I don't agree with ever decision he's made. This new freeze is puzzling. But I still believe to my soul that the guy we elected is trying to do everything he said he was going to try to do. Studies of his campaign promises bear that out. There's been movement on most of them, delivery on quite a few, and it's early in his term. There have been times when he changed course. That's no surprise. I expected once he was in the White House he'd learn things he hadn't known before. But nothing I've seen to date convinces me he is other than the guy for whom I voted.

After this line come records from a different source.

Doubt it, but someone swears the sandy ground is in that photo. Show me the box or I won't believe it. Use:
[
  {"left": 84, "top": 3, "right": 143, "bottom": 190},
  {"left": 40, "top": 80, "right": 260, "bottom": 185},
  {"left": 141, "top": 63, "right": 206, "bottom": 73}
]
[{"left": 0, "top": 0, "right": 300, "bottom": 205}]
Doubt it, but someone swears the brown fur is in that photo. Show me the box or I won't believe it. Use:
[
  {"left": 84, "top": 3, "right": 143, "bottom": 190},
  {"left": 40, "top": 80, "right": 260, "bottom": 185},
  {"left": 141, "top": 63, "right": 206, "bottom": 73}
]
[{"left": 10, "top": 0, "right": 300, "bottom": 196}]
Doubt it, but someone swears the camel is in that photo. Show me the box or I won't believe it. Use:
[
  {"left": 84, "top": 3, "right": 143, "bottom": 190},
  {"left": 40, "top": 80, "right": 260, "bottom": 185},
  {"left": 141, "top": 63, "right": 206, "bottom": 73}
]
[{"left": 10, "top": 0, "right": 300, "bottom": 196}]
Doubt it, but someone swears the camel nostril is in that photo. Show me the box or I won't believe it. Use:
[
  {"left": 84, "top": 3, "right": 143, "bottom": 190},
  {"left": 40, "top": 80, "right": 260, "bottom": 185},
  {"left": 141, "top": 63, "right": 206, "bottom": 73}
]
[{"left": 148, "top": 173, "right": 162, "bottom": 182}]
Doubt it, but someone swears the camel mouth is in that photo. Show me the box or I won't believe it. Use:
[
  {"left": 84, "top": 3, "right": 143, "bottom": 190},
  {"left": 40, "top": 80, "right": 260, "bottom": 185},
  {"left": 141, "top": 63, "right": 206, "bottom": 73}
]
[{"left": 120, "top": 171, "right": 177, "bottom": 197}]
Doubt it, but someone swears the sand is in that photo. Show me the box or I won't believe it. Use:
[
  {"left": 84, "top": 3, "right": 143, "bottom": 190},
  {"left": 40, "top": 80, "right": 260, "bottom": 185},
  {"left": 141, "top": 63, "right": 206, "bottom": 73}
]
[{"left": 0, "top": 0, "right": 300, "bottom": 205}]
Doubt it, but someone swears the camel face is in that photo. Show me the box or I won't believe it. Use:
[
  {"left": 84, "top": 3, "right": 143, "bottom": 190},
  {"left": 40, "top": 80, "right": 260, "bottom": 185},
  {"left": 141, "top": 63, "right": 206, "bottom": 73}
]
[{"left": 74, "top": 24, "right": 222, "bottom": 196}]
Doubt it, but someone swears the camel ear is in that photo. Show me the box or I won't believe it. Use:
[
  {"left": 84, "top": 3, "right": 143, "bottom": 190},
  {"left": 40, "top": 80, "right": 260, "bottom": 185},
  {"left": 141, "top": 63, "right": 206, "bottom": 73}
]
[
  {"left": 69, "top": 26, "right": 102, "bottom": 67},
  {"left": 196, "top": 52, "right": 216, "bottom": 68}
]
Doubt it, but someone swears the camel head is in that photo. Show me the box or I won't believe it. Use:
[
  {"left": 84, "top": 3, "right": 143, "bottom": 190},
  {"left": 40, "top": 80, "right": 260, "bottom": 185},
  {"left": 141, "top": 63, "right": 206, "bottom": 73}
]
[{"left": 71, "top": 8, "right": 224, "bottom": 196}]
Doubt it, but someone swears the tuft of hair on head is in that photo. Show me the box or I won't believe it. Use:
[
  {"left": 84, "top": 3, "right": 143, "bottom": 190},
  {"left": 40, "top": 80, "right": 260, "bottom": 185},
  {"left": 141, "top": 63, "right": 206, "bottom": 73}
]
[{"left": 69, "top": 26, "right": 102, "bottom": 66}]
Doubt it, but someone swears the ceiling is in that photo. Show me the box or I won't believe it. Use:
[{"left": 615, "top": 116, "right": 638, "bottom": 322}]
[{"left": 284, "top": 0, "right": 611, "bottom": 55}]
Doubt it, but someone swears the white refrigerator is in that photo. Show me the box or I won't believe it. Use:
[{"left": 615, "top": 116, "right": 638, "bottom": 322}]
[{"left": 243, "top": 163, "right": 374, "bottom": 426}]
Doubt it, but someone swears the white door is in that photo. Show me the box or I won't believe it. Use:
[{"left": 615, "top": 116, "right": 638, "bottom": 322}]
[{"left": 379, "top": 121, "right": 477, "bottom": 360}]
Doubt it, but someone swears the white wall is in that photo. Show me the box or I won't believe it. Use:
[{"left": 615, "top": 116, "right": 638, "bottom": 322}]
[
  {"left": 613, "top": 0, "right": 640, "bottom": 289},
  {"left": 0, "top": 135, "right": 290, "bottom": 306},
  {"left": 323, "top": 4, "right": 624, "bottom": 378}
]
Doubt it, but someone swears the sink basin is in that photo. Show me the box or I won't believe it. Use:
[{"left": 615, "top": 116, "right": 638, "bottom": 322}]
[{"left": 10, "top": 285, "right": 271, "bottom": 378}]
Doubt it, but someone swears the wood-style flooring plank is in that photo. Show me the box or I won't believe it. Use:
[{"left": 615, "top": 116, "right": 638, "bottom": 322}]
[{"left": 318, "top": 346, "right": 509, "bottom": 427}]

I'm horrified and appalled at the way this country has turned on him. I blame the White House itself, somewhat. Messaging has been poor. When he changes course, he needs to tell us why. But the only president I've ever had that I truly believed shared my values is being assassinated before my eyes. A lot of the people with their hands on the knife are on my own team. And I don't even understand why. ( I have no doubt plenty of Kossacks will shortly enlighten me).
I'm not going to drink. That's like taking poison and hoping it kills someone else. I'm getting active with OFA. I'm going to work my ass off to hang onto congress as best we can. I called 50 people in Massachusetts for Coakley. Failure sucked, but I'm not done. I'll do it all summer. I'm going to a watch party for the State of the Union tomorrow. At least for the evening I won't feel so much like some antebellum Quaker in Mississippi. There will be others like me there. I hope there's others like me here, too.